Goldberg believes there is a role for the Economic Development Authority to provide assistance such as low-interest loans, grants or other types of incentives to help municipalities build structured parking in the context of mixed-use redevelopment.
The idea is even more appealing, he said, given the new federal Opportunity Zone program and his feeling that Gov. Phil Murphy hopes to continue to see the revival of areas that still have not seen a major revitalization during the current cycle.
“These are communities that could support quality workforce housing at rent levels that are affordable and provide a viable price alternative to the Hudson River waterfront or, even now, Harrison,” said Goldberg, who co-chairs the executive committee at the Rutgers Center for Real Estate. “But to do so, you have to figure out how to park these projects, where acreage is limited and the cost of structured parking is a very big detriment to the pro forma.”
Structured parking can cost upwards of $20,000 per space, Goldberg said. In places such as the Hudson waterfront, where he has built thousands of luxury apartments as a co-founder of the former Roseland Property Co., the rents rationalize those costs, but that is not the case in most other submarkets.

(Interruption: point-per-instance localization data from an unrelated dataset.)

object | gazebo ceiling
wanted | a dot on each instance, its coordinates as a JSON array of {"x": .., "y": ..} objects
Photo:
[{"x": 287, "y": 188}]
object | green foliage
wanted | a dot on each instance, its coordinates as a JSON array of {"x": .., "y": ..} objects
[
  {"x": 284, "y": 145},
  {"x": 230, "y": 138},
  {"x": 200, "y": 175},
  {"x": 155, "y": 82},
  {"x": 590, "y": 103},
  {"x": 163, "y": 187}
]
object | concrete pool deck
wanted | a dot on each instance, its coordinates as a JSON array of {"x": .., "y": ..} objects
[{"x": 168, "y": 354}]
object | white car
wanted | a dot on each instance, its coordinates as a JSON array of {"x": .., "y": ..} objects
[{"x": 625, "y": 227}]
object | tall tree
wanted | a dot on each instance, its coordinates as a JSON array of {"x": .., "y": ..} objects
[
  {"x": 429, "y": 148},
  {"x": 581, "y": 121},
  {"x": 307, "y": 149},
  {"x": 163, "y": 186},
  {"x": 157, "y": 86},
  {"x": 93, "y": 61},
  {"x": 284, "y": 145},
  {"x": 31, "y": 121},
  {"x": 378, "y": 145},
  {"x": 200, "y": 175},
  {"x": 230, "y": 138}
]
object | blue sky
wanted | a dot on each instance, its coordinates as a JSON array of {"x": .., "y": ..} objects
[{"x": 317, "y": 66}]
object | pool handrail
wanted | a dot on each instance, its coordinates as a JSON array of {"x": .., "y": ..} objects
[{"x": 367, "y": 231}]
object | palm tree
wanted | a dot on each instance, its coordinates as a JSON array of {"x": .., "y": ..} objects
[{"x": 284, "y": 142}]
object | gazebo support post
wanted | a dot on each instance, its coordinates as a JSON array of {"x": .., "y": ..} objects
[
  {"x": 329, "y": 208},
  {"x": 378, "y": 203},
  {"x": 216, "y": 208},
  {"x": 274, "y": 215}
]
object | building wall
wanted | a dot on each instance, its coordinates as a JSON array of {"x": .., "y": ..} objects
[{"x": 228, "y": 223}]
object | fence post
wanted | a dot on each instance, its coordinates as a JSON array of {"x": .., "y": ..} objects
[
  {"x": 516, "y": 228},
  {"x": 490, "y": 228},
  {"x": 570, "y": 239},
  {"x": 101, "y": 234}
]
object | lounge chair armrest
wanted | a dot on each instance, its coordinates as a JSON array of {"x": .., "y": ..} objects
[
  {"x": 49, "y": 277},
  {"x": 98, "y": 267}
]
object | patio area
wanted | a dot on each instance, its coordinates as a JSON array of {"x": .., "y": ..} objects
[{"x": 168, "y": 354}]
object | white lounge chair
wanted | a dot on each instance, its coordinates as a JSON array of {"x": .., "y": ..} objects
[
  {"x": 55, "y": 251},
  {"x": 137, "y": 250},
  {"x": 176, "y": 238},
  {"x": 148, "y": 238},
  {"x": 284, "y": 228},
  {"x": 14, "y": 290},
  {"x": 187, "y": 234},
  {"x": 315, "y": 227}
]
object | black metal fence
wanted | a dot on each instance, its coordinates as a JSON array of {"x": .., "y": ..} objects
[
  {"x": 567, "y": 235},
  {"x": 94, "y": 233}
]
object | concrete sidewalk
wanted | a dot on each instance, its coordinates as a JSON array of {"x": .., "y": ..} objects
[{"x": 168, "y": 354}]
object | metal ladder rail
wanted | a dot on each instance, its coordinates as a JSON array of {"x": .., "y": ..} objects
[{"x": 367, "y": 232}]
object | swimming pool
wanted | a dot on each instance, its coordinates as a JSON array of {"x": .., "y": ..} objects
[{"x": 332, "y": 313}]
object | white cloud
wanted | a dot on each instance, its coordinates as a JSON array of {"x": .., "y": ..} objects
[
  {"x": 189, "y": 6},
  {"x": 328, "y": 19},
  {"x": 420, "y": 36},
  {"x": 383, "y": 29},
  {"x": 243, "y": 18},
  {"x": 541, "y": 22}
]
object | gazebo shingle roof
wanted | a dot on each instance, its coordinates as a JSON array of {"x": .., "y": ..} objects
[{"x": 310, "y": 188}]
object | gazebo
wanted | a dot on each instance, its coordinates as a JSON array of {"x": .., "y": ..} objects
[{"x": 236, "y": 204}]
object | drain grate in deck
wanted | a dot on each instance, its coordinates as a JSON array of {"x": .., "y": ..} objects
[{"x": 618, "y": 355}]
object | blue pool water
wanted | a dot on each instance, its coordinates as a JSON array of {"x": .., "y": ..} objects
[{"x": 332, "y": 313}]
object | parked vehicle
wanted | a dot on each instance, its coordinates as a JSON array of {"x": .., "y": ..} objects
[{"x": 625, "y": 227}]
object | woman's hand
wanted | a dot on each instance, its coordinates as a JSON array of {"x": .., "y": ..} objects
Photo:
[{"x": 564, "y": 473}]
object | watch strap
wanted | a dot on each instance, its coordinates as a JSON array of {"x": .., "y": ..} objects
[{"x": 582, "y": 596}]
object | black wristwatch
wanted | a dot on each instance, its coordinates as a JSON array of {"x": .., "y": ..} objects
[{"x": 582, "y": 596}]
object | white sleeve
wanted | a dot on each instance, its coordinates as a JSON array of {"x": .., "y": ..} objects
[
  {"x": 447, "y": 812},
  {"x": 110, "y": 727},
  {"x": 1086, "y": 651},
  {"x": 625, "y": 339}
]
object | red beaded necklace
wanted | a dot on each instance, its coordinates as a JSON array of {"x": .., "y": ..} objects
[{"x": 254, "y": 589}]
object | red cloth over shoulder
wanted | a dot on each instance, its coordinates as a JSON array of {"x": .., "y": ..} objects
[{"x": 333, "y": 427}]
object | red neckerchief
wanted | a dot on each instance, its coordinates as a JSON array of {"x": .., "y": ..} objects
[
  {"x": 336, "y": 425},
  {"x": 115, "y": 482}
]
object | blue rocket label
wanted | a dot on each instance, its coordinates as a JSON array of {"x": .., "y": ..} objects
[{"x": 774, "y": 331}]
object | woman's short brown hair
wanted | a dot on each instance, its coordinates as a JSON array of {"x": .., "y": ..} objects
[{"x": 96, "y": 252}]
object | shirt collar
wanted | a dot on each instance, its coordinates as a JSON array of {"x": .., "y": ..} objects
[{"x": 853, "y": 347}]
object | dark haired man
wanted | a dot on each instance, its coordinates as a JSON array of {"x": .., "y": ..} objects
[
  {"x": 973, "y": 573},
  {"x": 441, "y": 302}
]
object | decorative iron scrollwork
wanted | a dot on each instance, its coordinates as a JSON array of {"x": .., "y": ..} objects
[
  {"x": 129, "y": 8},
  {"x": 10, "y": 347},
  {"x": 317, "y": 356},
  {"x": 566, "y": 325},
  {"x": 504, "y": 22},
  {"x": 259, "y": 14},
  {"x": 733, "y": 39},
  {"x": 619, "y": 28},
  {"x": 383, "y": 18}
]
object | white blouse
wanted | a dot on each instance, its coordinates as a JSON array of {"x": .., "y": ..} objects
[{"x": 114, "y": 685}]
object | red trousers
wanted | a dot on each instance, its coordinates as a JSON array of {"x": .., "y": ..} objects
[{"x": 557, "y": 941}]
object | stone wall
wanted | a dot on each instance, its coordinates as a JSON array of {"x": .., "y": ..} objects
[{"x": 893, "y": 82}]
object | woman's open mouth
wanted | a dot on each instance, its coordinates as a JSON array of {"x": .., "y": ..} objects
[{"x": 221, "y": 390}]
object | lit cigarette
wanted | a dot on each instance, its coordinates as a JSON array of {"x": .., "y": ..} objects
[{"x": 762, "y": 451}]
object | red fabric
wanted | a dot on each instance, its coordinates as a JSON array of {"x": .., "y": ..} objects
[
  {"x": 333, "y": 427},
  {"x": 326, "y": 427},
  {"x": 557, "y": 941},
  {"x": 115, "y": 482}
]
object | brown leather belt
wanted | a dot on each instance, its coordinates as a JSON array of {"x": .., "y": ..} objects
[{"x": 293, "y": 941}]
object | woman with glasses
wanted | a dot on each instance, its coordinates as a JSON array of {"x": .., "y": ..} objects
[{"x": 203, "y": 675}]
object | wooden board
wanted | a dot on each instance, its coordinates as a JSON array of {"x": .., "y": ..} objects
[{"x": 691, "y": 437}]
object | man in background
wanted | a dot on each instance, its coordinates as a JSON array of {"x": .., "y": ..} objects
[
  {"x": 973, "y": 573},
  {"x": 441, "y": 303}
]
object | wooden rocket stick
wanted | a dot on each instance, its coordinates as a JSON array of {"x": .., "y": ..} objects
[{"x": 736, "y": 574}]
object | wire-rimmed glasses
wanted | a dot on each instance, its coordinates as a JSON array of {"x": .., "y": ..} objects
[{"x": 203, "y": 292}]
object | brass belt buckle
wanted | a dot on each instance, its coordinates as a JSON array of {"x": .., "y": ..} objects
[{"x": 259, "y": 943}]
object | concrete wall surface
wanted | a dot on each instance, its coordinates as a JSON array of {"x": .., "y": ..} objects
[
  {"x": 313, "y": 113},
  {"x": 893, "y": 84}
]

In fact, when Roseland spearheaded the development of the former Epstein Department Store site in Morristown more than a decade ago, the firm partnered with the Morristown Parking Authority. Doing so ensured that the firm could underwrite the cost of the large, multistory parking deck that serves the apartments and condominiums that stand there today, as well as the businesses that occupy the revitalized downtown.
“And the tenants will pay for the parking spaces, so you can amortize the debt necessary to build those parking spaces if you do it in a way that’s cost-efficient,” Goldberg said. “And I think that’s an area where the EDA potentially could come up with an innovative, urban-targeted program.”
The concept could be all the more important as developers ramp up their interest in the federal Opportunity Zone program, which offers favorable tax treatment on capital gains to steer investors to certain low-income areas. The program has fueled new interest in places such as East Orange and Orange, he said, adding to the potential for new housing and mixed-use development that doesn’t equate to high-priced luxury apartments.
“There happens to be a huge correlation between those locations and the designated Opportunity Zones, which makes the whole thing much more attractive,” Goldberg said.
Developers can find a way to create workforce and market-rate housing that still offers the same types of amenities, upscale architecture and street-level retail and restaurant options, he said, but there is no getting around the issue of structured parking.
“I think that’s the challenge that needs to be overcome,” he said.